Тут взгляд его упал на камзол Майльса Гендона; мальчик посмотрел на его владельца и понял, какую жертву тот принес для него.
– Вы очень добры ко мне, – ласково обратился он к Гендону, – очень добры! Возьмите его и сейчас же наденьте, мне он больше не нужен.
Он встал, подошел к умывальнику и остановился перед ним, точно чего-то выжидая.
– Да какой у нас вкусный суп! Какое жаркое, просто чудо! – весело воскликнул Гендон. – Прямо с огня – дымится! Вот посмотришь: сон да еда разом сделают тебя опять молодцом!
Мальчик не отвечал; молча, полным удивления взглядом и даже с некоторым нетерпением он смотрел на Гендона, как будто хотел дать ему понять, что теперь болтать не время.
– Что с тобой? – с удивлением спросил тот.
– Сэр, я хотел бы умыться.
– Только-то! Да умывайся себе на здоровье; на это не требуется разрешения Майльса Гендона. Так и знай, ты здесь такой же хозяин, как я.
Но мальчик не трогался с места и, по-прежнему в упор глядя на Гендона, нетерпеливо постукивал своей маленькой ножкой.
Гендон недоумевал.
– Да что же с тобой, наконец?
– Налейте мне, пожалуйста, воды вместо того, чтобы попусту тратить слова!
Гендон, едва удерживаясь от смеха, подумал: «Клянусь Богом, это неподражаемо!» Однако сейчас же подошел к умывальнику и, беспрекословно исполнив требование дерзкого мальчугана, стал молча глядеть на него в глубокой задумчивости, из которой был выведен новым окриком: «Что же вы? Подайте мне полотенце!» Гендон покорно подал полотенце, которое висело тут же на гвозде, под самым носом у мальчугана. Затем, следуя примеру своего питомца, он приступил к омовению собственной персоны. Тем временем принц уселся за стол и приготовился кушать. Умывшись на скорую руку, Гендон подошел к столу, отодвинул стул и собрался было сесть за обед.

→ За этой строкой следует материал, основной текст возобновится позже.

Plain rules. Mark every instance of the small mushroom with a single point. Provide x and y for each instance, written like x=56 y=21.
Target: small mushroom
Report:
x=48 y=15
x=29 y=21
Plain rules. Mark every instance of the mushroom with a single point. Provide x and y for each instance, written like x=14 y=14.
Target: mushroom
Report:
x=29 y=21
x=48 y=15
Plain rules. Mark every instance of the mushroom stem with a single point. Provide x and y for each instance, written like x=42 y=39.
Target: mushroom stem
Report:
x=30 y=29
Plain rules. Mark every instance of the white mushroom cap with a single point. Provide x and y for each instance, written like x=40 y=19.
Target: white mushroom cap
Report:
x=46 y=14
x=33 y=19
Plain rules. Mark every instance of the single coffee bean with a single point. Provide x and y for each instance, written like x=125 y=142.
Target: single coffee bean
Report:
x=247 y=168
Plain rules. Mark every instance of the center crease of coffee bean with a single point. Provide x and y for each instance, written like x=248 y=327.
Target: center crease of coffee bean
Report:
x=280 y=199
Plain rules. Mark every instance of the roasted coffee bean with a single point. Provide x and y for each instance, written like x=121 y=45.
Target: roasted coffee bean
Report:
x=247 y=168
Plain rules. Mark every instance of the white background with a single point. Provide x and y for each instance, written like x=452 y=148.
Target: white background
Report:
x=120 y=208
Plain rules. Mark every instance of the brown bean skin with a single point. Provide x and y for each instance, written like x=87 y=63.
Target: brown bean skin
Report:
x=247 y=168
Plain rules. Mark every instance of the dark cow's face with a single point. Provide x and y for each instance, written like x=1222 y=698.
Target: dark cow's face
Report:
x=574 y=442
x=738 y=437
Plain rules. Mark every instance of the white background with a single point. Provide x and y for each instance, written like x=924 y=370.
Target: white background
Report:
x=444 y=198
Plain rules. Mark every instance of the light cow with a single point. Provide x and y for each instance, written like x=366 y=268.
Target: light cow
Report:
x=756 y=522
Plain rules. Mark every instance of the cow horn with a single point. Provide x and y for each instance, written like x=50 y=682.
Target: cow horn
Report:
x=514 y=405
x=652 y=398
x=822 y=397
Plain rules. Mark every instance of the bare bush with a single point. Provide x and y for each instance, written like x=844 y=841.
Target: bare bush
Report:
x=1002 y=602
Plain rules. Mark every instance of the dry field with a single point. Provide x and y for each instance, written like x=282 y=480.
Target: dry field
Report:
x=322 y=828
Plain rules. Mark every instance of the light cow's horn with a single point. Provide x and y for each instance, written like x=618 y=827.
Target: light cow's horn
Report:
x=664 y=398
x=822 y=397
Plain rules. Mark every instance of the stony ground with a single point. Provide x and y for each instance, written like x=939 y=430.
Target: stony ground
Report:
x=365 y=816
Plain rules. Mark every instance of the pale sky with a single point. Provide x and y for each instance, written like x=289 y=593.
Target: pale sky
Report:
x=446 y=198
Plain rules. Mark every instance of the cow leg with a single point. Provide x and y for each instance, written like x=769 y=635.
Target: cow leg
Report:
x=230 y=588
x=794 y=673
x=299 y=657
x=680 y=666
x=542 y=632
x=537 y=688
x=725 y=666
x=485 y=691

– Как, ты хочешь сесть в присутствии короля?! – гневно остановил его мальчик.
Это восклицание до глубины души поразило Гендона. «Вот так штука, – пробормотал он, – теперь он воображает себя королем! Видно, с великими переменами в государстве изменился и пункт его помешательства! Что делать, хочешь не хочешь, придется приспосабливаться к обстоятельствам, не то как раз угодишь в Тауэр».